Balay attended commercial truck driving school in 2015, got her CDL, and briefly drove over the road. Oral histories of truck drivers she did in 2015/16 have led to her new book Semi Queer, published in 2018. Though big rigs are everywhere and enormous, people manage to not see them, and know very little about the working conditions, the frustrations, and the pleasures of the people who drive them. Further, scholars are only just beginning to tell the story of queer people at work, and the experience of blue-collar queers gets even less exposure. Yet a large proportion of queer folks work in these job sectors, and understanding their stories has the potential to transform how we understand queer lives and desires in the 21st century. Finally, the working class is not white, or straight. I seek to understand both who is actually doing this work, and how and why the media and public perception overlooks that in order to reinscribe the myth of working-class whiteness. Semi Queer pools truckers’ narratives together, situating them within historical and theoretical conversations about work, queerness, and precarity.
Balay is currently a Visiting Assistant Professor at Haverford College.
Presenter: Steve Viscelli, University of Pennsylvania
Steve Viscelli is a Robert and Penny Fox Family Pavilion Scholar, Senior Fellow at the Kleinman Center for Energy Policy, and a lecturer in the Department of Sociology at the University of Pennsylvania.
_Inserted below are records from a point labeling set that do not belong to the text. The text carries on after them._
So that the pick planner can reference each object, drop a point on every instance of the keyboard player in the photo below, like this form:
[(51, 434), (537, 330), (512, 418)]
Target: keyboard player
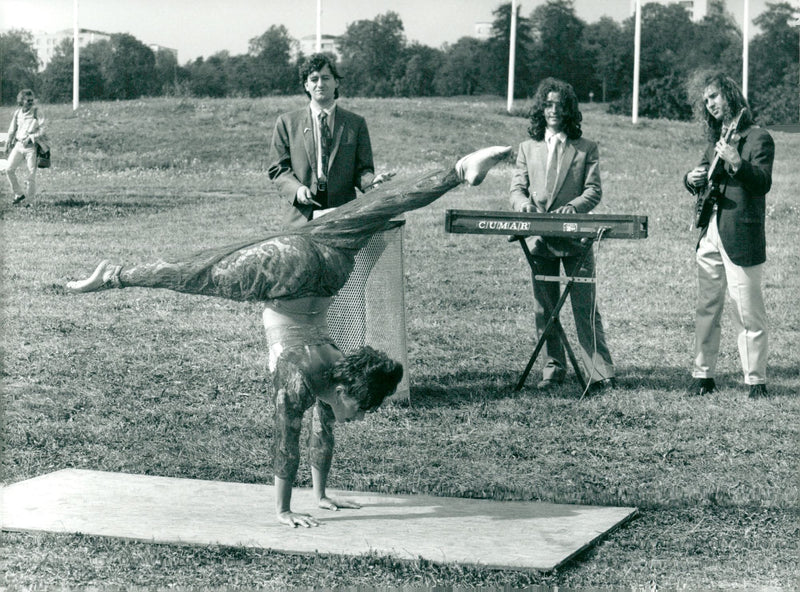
[(558, 171)]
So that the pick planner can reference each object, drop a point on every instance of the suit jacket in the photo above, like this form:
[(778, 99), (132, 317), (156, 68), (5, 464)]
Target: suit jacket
[(293, 159), (741, 209), (578, 184)]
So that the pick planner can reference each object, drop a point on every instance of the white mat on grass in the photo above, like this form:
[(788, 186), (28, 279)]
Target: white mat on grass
[(508, 535)]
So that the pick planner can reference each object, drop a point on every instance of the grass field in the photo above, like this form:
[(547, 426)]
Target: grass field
[(158, 383)]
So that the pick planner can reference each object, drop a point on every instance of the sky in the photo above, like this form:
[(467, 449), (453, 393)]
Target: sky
[(201, 28)]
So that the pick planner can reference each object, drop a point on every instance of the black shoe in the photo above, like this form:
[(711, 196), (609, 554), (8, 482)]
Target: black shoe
[(702, 386), (599, 386)]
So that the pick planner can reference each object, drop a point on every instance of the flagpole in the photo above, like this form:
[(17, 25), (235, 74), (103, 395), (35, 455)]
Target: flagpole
[(637, 42), (745, 46), (512, 52), (319, 26), (75, 58)]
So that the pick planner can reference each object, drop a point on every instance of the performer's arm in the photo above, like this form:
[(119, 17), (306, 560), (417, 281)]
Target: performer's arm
[(280, 168), (520, 186), (320, 452), (592, 190)]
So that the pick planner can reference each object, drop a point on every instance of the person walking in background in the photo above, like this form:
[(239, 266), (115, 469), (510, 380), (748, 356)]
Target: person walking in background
[(558, 171), (25, 131), (731, 251), (319, 155)]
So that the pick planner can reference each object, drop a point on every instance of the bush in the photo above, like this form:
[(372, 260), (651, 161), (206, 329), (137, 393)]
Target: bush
[(659, 98)]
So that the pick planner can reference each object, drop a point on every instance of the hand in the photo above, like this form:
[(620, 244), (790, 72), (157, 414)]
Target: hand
[(728, 153), (294, 520), (382, 177), (327, 503), (566, 209), (305, 198), (698, 177)]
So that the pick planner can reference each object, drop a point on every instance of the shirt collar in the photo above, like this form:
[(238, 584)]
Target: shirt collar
[(561, 136), (315, 110)]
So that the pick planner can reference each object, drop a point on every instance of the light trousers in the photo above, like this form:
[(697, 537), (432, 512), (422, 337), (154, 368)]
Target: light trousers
[(716, 273), (18, 155)]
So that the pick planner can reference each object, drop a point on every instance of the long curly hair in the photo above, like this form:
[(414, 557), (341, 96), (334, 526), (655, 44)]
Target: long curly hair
[(569, 104), (699, 82), (369, 376)]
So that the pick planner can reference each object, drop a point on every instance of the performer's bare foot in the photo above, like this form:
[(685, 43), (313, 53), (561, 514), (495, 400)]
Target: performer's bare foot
[(105, 276), (473, 167)]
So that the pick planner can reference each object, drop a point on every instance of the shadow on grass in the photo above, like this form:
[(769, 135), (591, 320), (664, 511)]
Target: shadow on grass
[(470, 386)]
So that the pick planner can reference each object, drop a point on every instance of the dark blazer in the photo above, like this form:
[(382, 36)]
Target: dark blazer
[(293, 159), (741, 209), (578, 184)]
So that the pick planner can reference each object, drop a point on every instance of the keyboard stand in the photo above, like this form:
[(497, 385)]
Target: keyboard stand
[(553, 322)]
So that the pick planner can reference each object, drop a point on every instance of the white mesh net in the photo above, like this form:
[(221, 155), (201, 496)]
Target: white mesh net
[(370, 308)]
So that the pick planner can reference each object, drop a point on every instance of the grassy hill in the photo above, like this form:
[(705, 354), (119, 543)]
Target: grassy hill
[(153, 382)]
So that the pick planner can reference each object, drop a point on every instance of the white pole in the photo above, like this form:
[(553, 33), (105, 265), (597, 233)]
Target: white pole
[(319, 26), (512, 53), (745, 46), (75, 58), (637, 42)]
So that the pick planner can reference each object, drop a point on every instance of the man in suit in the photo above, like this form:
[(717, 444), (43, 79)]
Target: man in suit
[(732, 248), (319, 155), (557, 171)]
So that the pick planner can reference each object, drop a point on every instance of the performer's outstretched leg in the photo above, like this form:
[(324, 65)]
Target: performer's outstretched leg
[(313, 260)]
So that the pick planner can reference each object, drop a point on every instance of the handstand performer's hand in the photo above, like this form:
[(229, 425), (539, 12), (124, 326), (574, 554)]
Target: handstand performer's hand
[(473, 167), (294, 520), (105, 276), (305, 198), (328, 503)]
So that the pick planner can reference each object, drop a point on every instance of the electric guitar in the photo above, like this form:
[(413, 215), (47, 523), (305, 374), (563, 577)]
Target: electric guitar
[(706, 199)]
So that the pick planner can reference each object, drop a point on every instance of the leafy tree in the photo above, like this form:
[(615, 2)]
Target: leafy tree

He studies work, labor markets and public policy related to freight transportation, automation and energy. His first book, The Big Rig: Trucking and the Decline of the American Dream (UC Press, 2016), examines how long-haul trucking went from being one of the best to one of the toughest blue-collar jobs in the US after the industry was deregulated. Steve is currently working on two interrelated research projects. The first is a book project that explores the policy and politics of self-driving trucks and their potential impacts on labor and the environment (first report available at: www.driverlessreport.org). The second looks at the impacts of ecommerce and technology on last-mile freight delivery and related policy to ensure job quality in goods movement. In addition to his academic research, Steve works with a wide variety of public and private stakeholders to solve real-world problems in freight transportation.
Presenter: David Witwer, Penn State Harrisburg
David Witwer graduated from Brown University in 1994 with a PhD in American History. He is a Professor of History and American Studies at Penn State Harrisburg. His articles have appeared in publications such as the Journal of American History, the Journal of Women’s History, Journalism History, Labor: Studies in the Working-Class History of the Americas and Trends in Organized Crime. His book, Corruption and Reform in the Teamsters Union (2003) was named one of Choice Magazine’s Outstanding Academic Books. Shadow of the Racketeer: Scandal in Organized Labor (2009), won Labor History’s Best Book Prize for 2009. With Catherine Rios, he has just completed a book entitled, Murder in the Garment District: The Grip of Organized Crime and the Decline of Organized Labor, schedule to be published this fall by The New Press. His current work-in-progress is tentatively titled, Searching for Jimmy Hoffa: The Enduring Mystery and Towering Legacy of America’s Most Notorious Labor Leader.